I was sorry I had made him frightened of Bus. It reminded me of my grandmother telling me stories about the ghoul to frighten me into being good.
“Why didn’t we wait for the others?” he asked. “Why don’t we go back and get them?”
“If we go by ourselves, we can see the peacock before they do, and maybe take the bird with the electronic voice,” I answered.
“Steal it?”
“Maybe.”
I couldn’t imagine that there was a peacock or a bird like a parrot in those wooden huts; however, I wanted to escape from the house and also prove that the servant had lied. Darkness enveloped us suddenly, as I had taken
a short cut off the main road; then it was gone again as we walked along another road with houses and streetlights on either side.
My brother no longer clung to me.
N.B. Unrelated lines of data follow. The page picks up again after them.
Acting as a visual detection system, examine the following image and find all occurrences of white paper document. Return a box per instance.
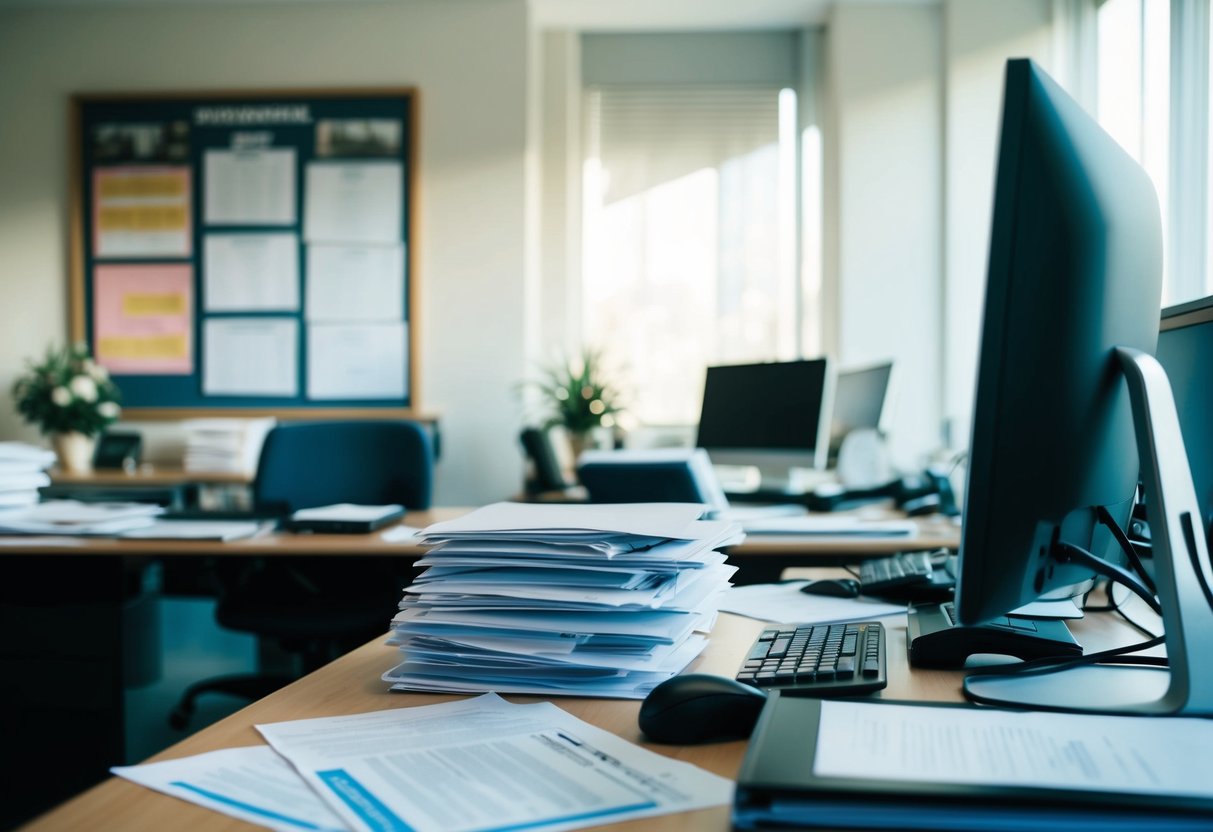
[304,244,405,321]
[307,321,409,400]
[203,318,298,397]
[203,148,296,226]
[110,746,347,832]
[203,234,300,312]
[303,161,404,243]
[813,700,1213,798]
[257,694,733,832]
[719,581,906,623]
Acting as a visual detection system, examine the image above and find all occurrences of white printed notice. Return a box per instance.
[306,244,404,321]
[257,694,733,832]
[307,321,408,400]
[203,148,296,226]
[813,701,1213,798]
[203,233,300,312]
[203,318,298,397]
[110,746,346,832]
[303,161,404,243]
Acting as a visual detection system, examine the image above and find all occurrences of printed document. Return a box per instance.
[110,746,346,832]
[813,701,1213,799]
[257,694,733,832]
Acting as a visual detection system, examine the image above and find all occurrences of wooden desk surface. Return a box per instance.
[0,508,959,565]
[22,599,1133,832]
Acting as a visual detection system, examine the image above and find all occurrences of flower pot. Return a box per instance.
[51,431,97,474]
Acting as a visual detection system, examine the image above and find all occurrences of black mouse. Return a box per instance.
[639,673,767,745]
[801,577,859,598]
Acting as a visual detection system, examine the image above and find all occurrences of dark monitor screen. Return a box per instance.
[695,359,826,468]
[956,59,1162,625]
[830,361,893,456]
[1157,297,1213,532]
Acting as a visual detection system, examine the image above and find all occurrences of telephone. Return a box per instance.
[807,468,961,517]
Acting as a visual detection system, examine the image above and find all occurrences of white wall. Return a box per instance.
[822,4,944,467]
[944,0,1053,448]
[0,0,535,505]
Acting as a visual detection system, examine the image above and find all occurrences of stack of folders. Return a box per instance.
[0,441,55,511]
[383,503,742,699]
[182,417,277,475]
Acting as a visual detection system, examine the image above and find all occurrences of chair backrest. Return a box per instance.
[252,421,434,513]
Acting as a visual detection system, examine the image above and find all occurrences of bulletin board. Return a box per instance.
[70,89,418,418]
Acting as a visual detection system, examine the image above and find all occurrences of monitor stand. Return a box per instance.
[964,348,1213,717]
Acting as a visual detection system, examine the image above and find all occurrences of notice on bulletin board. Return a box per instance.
[92,166,193,258]
[93,264,194,375]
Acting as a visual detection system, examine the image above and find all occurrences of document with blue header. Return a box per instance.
[257,694,733,832]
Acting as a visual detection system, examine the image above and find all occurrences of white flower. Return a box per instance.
[68,376,97,401]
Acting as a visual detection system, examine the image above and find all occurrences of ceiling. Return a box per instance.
[0,0,939,32]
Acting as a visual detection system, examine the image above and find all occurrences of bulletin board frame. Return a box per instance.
[68,87,431,420]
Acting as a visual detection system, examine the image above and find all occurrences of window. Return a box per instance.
[581,84,819,424]
[1097,0,1175,303]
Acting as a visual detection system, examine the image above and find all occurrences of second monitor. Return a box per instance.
[695,358,831,492]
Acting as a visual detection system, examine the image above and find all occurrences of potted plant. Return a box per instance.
[534,349,623,455]
[12,343,121,471]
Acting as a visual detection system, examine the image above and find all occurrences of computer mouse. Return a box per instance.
[801,577,859,598]
[639,673,767,745]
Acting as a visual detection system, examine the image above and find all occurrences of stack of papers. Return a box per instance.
[383,503,742,699]
[0,500,164,535]
[0,441,55,511]
[182,417,277,475]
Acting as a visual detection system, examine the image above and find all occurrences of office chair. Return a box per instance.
[169,421,433,729]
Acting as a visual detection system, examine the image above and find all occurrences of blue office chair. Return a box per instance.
[169,421,434,729]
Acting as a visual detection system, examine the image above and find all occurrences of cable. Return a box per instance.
[1053,542,1162,615]
[1095,506,1158,595]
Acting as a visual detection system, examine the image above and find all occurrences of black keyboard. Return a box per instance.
[736,621,888,696]
[859,552,956,600]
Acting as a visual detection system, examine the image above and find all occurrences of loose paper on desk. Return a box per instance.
[426,502,704,540]
[813,701,1213,798]
[257,694,733,832]
[110,746,347,832]
[719,581,906,623]
[742,515,918,537]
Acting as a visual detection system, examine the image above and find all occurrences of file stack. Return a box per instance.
[383,503,742,699]
[0,441,55,511]
[182,418,275,475]
[0,500,164,536]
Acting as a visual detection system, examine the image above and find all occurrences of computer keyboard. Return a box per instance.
[736,621,888,696]
[859,552,956,600]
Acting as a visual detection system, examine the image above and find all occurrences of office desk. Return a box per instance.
[0,508,956,828]
[22,606,1133,832]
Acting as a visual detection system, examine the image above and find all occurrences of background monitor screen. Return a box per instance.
[1157,297,1213,535]
[830,361,893,458]
[956,59,1162,625]
[695,358,826,482]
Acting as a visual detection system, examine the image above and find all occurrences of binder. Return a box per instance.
[733,691,1213,832]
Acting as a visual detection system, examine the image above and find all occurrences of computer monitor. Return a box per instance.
[828,361,893,463]
[956,59,1213,712]
[1156,297,1213,540]
[695,358,828,491]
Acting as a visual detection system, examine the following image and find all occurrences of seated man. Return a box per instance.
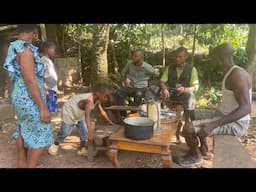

We got nearer and smelled cooking and then heard children talking in a foreign language, and I was sure that they must be the servants’ children visiting for the holidays. I had once heard Bus saying that he would have liked to send for his children if the fares hadn’t been so high. Hearing other children made us feel easier, but then a man came out of the wooden huts and noticed us and stopped and stared and my heart beat faster again. I knew I must ask him where Bus lived, or Kameel, in the strongest voice I could manage. He indicated the last hut. I thanked him loudly and he went on staring at me. He started to move. Was he going to follow us? My brother was clinging to me so tightly now that I could hardly walk. I realized our parents had been right to be worried: here I was rushing into the trap, and I only understood how terrified my brother was of Bus now that I felt the same way about this man.
A horrible smell distracted my attention, then a washing line strung between the building and the streetlight. We had to duck our heads down under the washing to get to the house the man had indicated. I thought the compound’s sewage pipes must come out here. The washing flapped noisily against the back of my head. It seemed strange. They must have used a powder that made their clothes dry hard and stiff in the sun. The smell grew stronger and the washing was all the same shape, like babies’ sleeping suits. A light came on in one of the rooms. The washing blazed into life in front of me and I screamed. Then my brother screamed. We both noticed at the same time that the washing hanging out to dry was rabbits, still with their heads and ears on. Rabbit skins, black, white, spotted, small, large. Their dried-up legs were bumping painfully against our faces. There was one rabbit hanging there that looked as if someone had outlined its eyes in black kohl. We used to call her Cleopatra. We took to our heels. There were so many of them. The smell was suffocating. We used to hug them, bury our faces in their fur and give them rides in my brother’s car, and now we were running away from them. They followed us with their dead, carrot-colored eyes. Their perpetual movement, their different colors had staved off the monotony of the desert for us, and yet now we could have been escaping from a forest fire. We flew along the asphalt road shrieking. When the houses and gardens of the compound came in sight we cried louder, hoping that somebody would come out to ask what was wrong, so that we could describe the horrors we had seen. But music, the smell of food, the murmuring of voices was all that came out of these peaceful houses.